Erken yatıp erken kalkmanın düzene oturması için üç haftalık bir periyoda ihtiyaç duyulduğunu açıklayan uyku uzmanı, sirkadiyen ritminin (uyku-uyanıklık döngüsü) düzene girebilmesi için ilk yedi gece planlı bir şekilde erken yatılması gerektiğini vurguladı. Buna sadık kalındığı durumda, vücut yavaş yavaş zaman döngüsüne uyum sağlaması kaçınılmaz olacak. Uyku alışkanlığınızı düzene koyduğunuz takdirde, güzel bir uyku size yatmadan önce dizi izlemekten daha cazip gelecek…
HAYATI KAÇIRMA KORKUSU BU SORUNU TETİKLİYOR
Psikiyatri Uzmanı Prof. Dr. İrem Yaluğ Ulubil, son dönemde özellikle genç popülasyonun hayatı kaçırdığına dair endişeleri nedeniyle, çalışan kesimin kendilerine bireysel bir alan yaratmak için uykuyu erteledikleri söylüyor. Çocukların uyuduktan sonra kendilerine zaman ayırabilecekleri bir alan olduğu için uyku erteleme durumunun annelerde de sık rastlanılan bir davranış olduğunu belirtiyor.
'Yalnız ve bekar olmak uyku erteleme problemini körüklüyor mu?' sorumuza Ulubil, şu sözlerle yanıt veriyor: “Aslında istatistiklere baktığımızda evli olmanın ya da bir partnerle yaşamanın hem ömrü uzattığı ve hem de kronik hastalıkları açısından riski azalttığını biliyoruz. Çünkü takım olunduğunda bir şekilde uyku ve yeme düzeni çok daha doğru ve sistemli olabiliyor. Yalnızlık ve bekarlık durumunda kişinin ek olarak depresyonu, anksiyetesi olabilir. Bu da onun uyku düzenini bozan etmenlerden olabilir.”
‘BİYOLOJİK RİTME SAYGI DUYMAK ÇOK ÖNEMLİ’
‘Sosyal jetlag’ sorununun son dönemin sıkıntısı olmadığını belirten Ulubil, “Gün ışığıyla insan metabolizması çalışmaya başlar ve gün batımı ile havanın kararması ile beraber hipofizer sistemde yavaşlama gündeme gelir.

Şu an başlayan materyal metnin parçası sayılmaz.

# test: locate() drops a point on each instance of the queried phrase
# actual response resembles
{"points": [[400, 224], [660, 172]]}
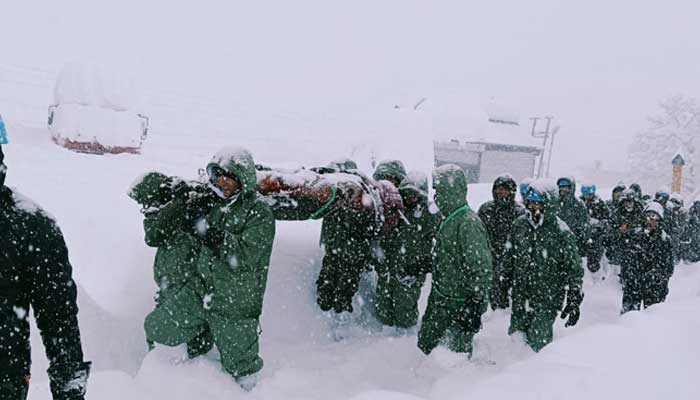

Tabii ki biyolojiye aykırı bir şey yaptığınızda bu sürdürülebilir bir şey değil. Bir süre sonra ek başka problemlerle karşımıza çıkacaktır. Biyolojik saatin sosyal saatin farklı olması, yorgunluk, halsizlik, konsantre olamama, dikkat bozuklukları, toleranssızlık, sinirlilik o açıdan biyolojik uyku saatine, biyolojik ritme saygı duymak çok değerli ve önemli” diyor.
TEK SORUMLU SOSYAL MEDYA DEĞİL
Uykuyu erteleme davranışında sosyal medyaya yüklenmenin doğru olmadığının altını çizen Ulubil, eğer uykuyu erteleme ile ilgili bir istek var ise sosyal medyanın yerini diziler, tv programları ya da başka bir şeylerin alabileceğini, dikkat çekici her şeyin uykuyu ertelemek için destekleyici olabileceğini söylüyor.
"Uyku temel olarak onarıldığımız, yani ruhsal ve bedensel olarak onarıldığımız aktif bir süreçtir. Bunun yaşanmaması, bedensel rahatsızlıkların olduğu gibi ruhsal hastalıkların da altındaki sebep olabilir. Özellikle tahammülsüzlük, sinirlilik, yorgunluk, kronik uykusuzlukta ya da etkili uyuyamamada ilk görülen belirtilerdendir. Eşlik eden noktalarda ise, özellikle bağışıklık sistemi düştüğü için enfeksiyonlara yatkınlık, kronik uykusuzlukta sık gördüğümüz bir durumdur."